How to Digitalize Your Textbooks

by Adam Vella on February 16, 2010

(originally posted on WebCrush.com — legal disclaimer: generally speaking, in the US, the copyright holder possesses the sole right to reproduce his or her copyrighted material.  By reproducing digital portions of your textbook, you may be committing a violation of The Copyright Act.)

Why Digitize Your Textbook?

Several people have asked me how I have my school textbooks in PDF format, so I thought it would be an appropriate topic to post up here. Usually the first question I get is WHY would you want your book in PDF format? I can think of several reasons why I prefer it:

  1. View or read material directly from your computer or mobile device
  2. It is very easy to search for a specific term or phrase
  3. You can bring to class just a printed chapter or subsection rather than an entire book
  4. If you ruin a page with writing, highlighting, etc–you can just print it out again

If any of the above interests you, then having creating PDFs from your textbook may be a good idea.

How Do I Do It?

Since virtually no legal publisher provides their books in digital format, we’re on our own to convert them. There are several ways to do this, some quicker, some cheaper–but I’ll cover them all.

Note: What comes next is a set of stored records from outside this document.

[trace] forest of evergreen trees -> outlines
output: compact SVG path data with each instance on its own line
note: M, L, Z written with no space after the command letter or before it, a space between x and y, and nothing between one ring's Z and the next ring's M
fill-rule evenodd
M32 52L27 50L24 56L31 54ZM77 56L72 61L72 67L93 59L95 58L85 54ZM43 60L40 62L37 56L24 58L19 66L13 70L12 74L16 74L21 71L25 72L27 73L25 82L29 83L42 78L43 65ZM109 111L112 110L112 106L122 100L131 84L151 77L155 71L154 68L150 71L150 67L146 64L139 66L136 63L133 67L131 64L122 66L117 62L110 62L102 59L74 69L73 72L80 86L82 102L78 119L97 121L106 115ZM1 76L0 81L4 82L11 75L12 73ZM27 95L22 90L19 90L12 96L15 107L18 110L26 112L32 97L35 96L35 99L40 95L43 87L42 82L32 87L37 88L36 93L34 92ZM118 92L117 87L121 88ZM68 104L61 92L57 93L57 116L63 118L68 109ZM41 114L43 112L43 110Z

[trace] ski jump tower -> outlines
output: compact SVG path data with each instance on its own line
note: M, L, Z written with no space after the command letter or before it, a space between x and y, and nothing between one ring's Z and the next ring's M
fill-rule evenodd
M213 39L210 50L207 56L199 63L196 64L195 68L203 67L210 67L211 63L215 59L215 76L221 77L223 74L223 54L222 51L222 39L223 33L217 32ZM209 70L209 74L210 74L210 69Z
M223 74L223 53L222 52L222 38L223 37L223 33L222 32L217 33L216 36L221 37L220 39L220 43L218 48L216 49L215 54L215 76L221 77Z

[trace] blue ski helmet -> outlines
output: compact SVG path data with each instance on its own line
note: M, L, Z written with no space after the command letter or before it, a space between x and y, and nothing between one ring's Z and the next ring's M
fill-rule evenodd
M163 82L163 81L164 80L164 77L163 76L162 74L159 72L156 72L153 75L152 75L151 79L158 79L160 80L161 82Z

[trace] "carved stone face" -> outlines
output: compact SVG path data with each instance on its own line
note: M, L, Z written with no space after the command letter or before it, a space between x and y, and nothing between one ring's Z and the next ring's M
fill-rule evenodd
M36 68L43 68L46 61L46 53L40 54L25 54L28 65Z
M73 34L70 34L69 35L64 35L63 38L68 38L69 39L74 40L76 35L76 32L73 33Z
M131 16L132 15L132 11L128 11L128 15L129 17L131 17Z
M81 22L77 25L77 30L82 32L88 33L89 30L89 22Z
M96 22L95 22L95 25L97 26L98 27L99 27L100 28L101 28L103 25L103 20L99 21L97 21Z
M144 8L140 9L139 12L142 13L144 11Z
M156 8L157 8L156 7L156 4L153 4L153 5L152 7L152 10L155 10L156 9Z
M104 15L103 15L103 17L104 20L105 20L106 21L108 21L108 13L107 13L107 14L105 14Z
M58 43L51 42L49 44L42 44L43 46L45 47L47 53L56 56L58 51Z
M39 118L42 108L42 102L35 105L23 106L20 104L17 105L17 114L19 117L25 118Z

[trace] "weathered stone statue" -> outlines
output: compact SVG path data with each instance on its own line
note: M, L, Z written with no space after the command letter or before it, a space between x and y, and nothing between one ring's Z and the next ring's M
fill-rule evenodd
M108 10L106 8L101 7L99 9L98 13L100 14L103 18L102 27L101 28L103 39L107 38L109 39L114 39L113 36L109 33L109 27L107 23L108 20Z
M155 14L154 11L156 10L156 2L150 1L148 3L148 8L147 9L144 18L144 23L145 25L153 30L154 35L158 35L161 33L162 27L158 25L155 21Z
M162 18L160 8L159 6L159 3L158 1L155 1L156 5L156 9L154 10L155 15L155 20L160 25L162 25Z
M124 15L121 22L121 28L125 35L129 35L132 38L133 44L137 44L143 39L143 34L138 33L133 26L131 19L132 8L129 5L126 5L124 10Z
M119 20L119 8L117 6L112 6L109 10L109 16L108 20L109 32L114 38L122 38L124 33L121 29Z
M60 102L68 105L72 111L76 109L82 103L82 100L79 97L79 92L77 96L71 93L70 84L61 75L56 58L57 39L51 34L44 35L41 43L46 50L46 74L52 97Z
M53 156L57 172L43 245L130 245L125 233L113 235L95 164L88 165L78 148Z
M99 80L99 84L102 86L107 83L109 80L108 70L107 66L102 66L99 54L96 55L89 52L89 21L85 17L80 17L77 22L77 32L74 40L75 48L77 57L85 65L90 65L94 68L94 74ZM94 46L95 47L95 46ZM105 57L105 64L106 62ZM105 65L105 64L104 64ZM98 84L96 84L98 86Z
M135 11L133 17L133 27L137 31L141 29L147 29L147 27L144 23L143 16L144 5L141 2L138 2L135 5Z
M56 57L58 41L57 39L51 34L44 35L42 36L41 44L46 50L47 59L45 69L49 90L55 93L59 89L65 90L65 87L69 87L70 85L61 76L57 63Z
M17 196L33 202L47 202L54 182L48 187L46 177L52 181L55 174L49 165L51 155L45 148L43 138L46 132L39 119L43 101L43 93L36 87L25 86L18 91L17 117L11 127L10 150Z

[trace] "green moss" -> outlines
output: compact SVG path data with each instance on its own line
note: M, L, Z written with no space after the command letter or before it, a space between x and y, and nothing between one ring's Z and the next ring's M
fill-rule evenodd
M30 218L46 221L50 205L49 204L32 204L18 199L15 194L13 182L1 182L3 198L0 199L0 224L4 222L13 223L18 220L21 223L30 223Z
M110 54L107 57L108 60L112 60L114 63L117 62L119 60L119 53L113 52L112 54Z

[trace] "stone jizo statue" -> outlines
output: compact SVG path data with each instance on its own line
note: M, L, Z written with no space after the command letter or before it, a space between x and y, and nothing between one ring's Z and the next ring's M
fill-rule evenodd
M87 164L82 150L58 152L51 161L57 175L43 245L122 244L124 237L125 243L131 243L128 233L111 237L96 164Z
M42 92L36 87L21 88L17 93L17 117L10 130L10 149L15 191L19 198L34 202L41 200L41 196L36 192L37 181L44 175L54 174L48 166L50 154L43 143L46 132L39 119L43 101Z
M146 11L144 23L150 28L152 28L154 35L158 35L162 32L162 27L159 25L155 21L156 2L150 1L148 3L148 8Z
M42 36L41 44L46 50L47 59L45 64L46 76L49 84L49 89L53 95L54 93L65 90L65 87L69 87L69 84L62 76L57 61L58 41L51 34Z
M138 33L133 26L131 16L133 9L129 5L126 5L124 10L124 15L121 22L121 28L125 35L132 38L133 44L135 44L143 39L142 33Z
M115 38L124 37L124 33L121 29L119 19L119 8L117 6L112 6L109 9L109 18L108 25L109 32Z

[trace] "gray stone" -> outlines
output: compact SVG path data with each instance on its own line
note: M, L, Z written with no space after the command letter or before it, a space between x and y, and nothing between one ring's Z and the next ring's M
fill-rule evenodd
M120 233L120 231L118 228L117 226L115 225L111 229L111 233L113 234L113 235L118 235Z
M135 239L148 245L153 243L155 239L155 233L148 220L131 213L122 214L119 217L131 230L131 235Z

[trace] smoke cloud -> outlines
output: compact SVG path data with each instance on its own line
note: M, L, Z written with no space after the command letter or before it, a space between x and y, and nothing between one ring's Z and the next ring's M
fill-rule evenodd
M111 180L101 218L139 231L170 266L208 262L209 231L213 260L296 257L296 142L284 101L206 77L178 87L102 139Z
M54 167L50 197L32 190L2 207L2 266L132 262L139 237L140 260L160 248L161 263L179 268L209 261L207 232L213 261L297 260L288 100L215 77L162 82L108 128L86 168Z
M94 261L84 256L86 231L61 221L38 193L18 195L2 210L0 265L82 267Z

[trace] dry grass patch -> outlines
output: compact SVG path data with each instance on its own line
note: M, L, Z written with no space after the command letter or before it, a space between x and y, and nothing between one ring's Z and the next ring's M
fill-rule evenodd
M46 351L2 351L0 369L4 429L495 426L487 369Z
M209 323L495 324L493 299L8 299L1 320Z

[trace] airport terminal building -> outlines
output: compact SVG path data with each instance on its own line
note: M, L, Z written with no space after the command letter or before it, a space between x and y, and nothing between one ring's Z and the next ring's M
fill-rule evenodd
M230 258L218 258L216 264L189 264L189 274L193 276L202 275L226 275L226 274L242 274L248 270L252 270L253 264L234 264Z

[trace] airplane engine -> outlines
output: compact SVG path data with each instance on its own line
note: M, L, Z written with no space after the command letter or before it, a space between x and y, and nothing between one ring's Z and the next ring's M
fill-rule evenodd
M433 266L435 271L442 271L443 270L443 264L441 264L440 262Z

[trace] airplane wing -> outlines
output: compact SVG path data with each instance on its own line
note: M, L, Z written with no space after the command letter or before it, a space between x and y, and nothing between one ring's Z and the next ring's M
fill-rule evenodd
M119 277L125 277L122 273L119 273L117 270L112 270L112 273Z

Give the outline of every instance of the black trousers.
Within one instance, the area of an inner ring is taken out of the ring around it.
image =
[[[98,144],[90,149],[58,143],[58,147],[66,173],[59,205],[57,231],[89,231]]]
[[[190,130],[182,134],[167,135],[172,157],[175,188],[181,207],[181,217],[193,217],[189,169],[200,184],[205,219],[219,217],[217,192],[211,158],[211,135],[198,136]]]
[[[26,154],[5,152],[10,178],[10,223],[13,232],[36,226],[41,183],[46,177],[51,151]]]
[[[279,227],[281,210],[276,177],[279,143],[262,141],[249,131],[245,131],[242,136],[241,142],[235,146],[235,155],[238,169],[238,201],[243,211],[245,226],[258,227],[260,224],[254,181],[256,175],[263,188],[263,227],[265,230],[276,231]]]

In my opinion, the best way to convert your book to PDF is to simply let someone else do it. C’mon, its the American way! Take your book(s) down to a printing shop and they can do all the heavy lifting. Not all places will do this; some Kinkos will and some won’t, so call around.  Although it may be a Copyright Violation, Mom & Pop printing shops will usually do it. Note that pricing can vary substantially, so it probably makes sense to shop around. The place I use wanted $0.25 per scan but I talked them down to $0.13. Obviously not the cheapest, but if you have the coin for it, it’s worth it. I’ll also describe each of the steps if you’re doing this yourself.

  1. Chop Off the Binding
    Using special machinery, the shop will cut the binding off the book and make a clean even cut of the binding edge of the pages to remove any residue glue. If you are doing this yourself, I suggest you still have a pro perform this step–it only costs $5 and will save you a million headaches if the glue gums up a scanner.

  2. Scan in the page
    A printer will then take the pages and drop them into an auto-loading feeder for their scanning machines. It is important that they be able to provide duplex scanning, which is scanning of both sides of the page. Most do, but CYA and ask first. The auto-feeder is simply the same as the feeders found on office copy machines so they can speed through the stack of pages and create digital images.I have done this step on my own using my office’s multifunction copier, which served as a scanner as well. The feeders on these machines can be finicky at times, so try to limit the number of pages you load at a time to 100. This will help prevent jams. Also make sure the pages are free of any glue debris and don’t have any folder corners which can cause problems. This is obviously a much more cost effective solution, assuming you have access to such a machine and a few hours to burn.

    If you don’t have access to quality office equipment, duplex scanners with autofeeders are also available to the public for reasonable prices from companies such as Kodak, HP, Brothers, etc. They’ll run about $300-$400 but will pay for themselves in a year. Important to note that since these are not commercial machines, the autofeeder will handle less of a batch and will also scan much slower, increasing the overall time spent in the proces.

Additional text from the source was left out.